# Decoding methods

In coding theory, decoding is the process of translating received messages into codewords of a given code. There have been many common methods of mapping messages to codewords. These are often used to recover messages sent over a noisy channel, such as a binary symmetric channel.

## Notation

${\displaystyle C\subset \mathbb {F} _{2}^{n}}$ is considered a binary code with the length ${\displaystyle n}$; ${\displaystyle x,y}$ shall be elements of ${\displaystyle \mathbb {F} _{2}^{n}}$; and ${\displaystyle d(x,y)}$ is the distance between those elements.

## Ideal observer decoding

One may be given the message ${\displaystyle x\in \mathbb {F} _{2}^{n}}$, then ideal observer decoding generates the codeword ${\displaystyle y\in C}$. The process results in this solution:

${\displaystyle \mathbb {P} (y{\mbox{ sent}}\mid x{\mbox{ received}})}$

For example, a person can choose the codeword ${\displaystyle y}$ that is most likely to be received as the message ${\displaystyle x}$ after transmission.

### Decoding conventions

Each codeword does not have an expected possibility: there may be more than one codeword with an equal likelihood of mutating into the received message. In such a case, the sender and receiver(s) must agree ahead of time on a decoding convention. Popular conventions include:

1. Request that the codeword be resent – automatic repeat-request.
2. Choose any random codeword from the set of most likely codewords which is nearer to that.
3. If another code follows, mark the ambiguous bits of the codeword as erasures and hope that the outer code disambiguates them

## Maximum likelihood decoding

Given a received codeword ${\displaystyle x\in \mathbb {F} _{2}^{n}}$ maximum likelihood decoding picks a codeword ${\displaystyle y\in C}$ that maximizes

${\displaystyle \mathbb {P} (x{\mbox{ received}}\mid y{\mbox{ sent}})}$,

that is, the codeword ${\displaystyle y}$ that maximizes the probability that ${\displaystyle x}$ was received, given that ${\displaystyle y}$ was sent. If all codewords are equally likely to be sent then this scheme is equivalent to ideal observer decoding. In fact, by Bayes Theorem,

{\displaystyle {\begin{aligned}\mathbb {P} (x{\mbox{ received}}\mid y{\mbox{ sent}})&{}={\frac {\mathbb {P} (x{\mbox{ received}},y{\mbox{ sent}})}{\mathbb {P} (y{\mbox{ sent}})}}\\&{}=\mathbb {P} (y{\mbox{ sent}}\mid x{\mbox{ received}})\cdot {\frac {\mathbb {P} (x{\mbox{ received}})}{\mathbb {P} (y{\mbox{ sent}})}}.\end{aligned}}}

Upon fixing ${\displaystyle \mathbb {P} (x{\mbox{ received}})}$, ${\displaystyle x}$ is restructured and ${\displaystyle \mathbb {P} (y{\mbox{ sent}})}$ is constant as all codewords are equally likely to be sent. Therefore, ${\displaystyle \mathbb {P} (x{\mbox{ received}}\mid y{\mbox{ sent}})}$ is maximised as a function of the variable ${\displaystyle y}$ precisely when ${\displaystyle \mathbb {P} (y{\mbox{ sent}}\mid x{\mbox{ received}})}$ is maximised, and the claim follows.

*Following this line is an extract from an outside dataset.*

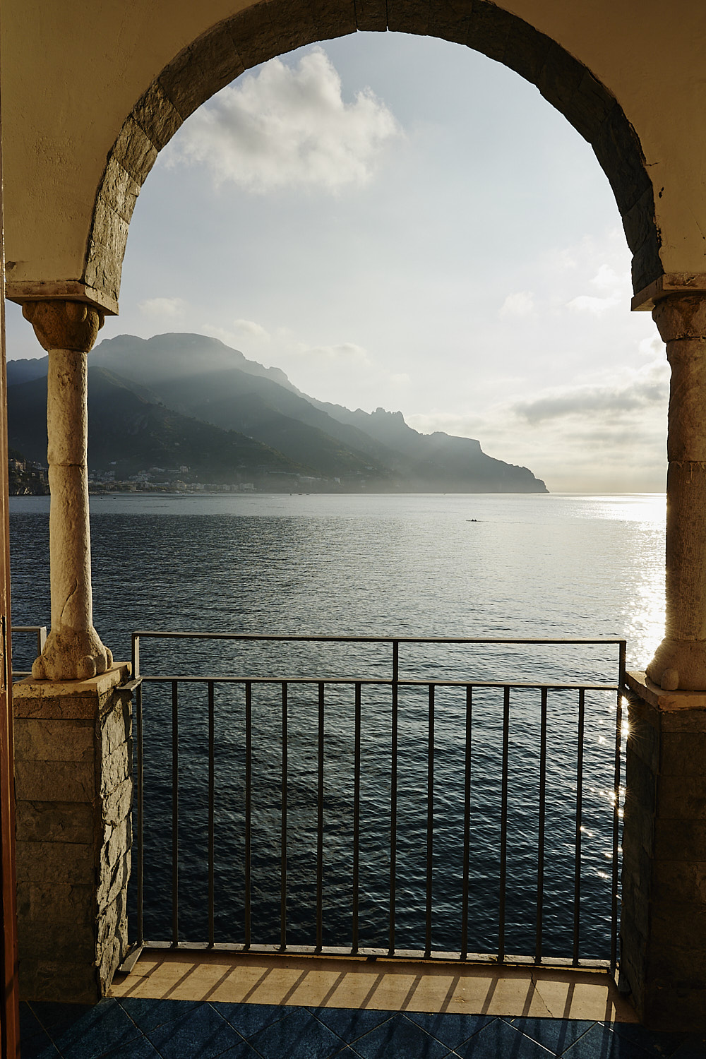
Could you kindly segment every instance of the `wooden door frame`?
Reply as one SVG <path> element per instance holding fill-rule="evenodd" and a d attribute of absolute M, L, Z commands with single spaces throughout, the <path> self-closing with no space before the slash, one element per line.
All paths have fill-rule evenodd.
<path fill-rule="evenodd" d="M 2 108 L 0 106 L 0 145 Z M 10 540 L 7 480 L 7 374 L 5 367 L 5 250 L 2 223 L 2 148 L 0 146 L 0 1054 L 19 1059 L 19 985 L 17 893 L 15 881 L 15 767 L 10 620 Z"/>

As with ideal observer decoding, a convention must be agreed to for non-unique decoding.

The maximum likelihood decoding problem can also be modeled as an integer programming problem.[1]

The maximum likelihood decoding algorithm is an instance of the "marginalize a product function" problem which is solved by applying the generalized distributive law.[2]

## Minimum distance decoding

Given a received codeword ${\displaystyle x\in \mathbb {F} _{2}^{n}}$, minimum distance decoding picks a codeword ${\displaystyle y\in C}$ to minimise the Hamming distance:

${\displaystyle d(x,y)=\#\{i:x_{i}\not =y_{i}\}}$

i.e. choose the codeword ${\displaystyle y}$ that is as close as possible to ${\displaystyle x}$.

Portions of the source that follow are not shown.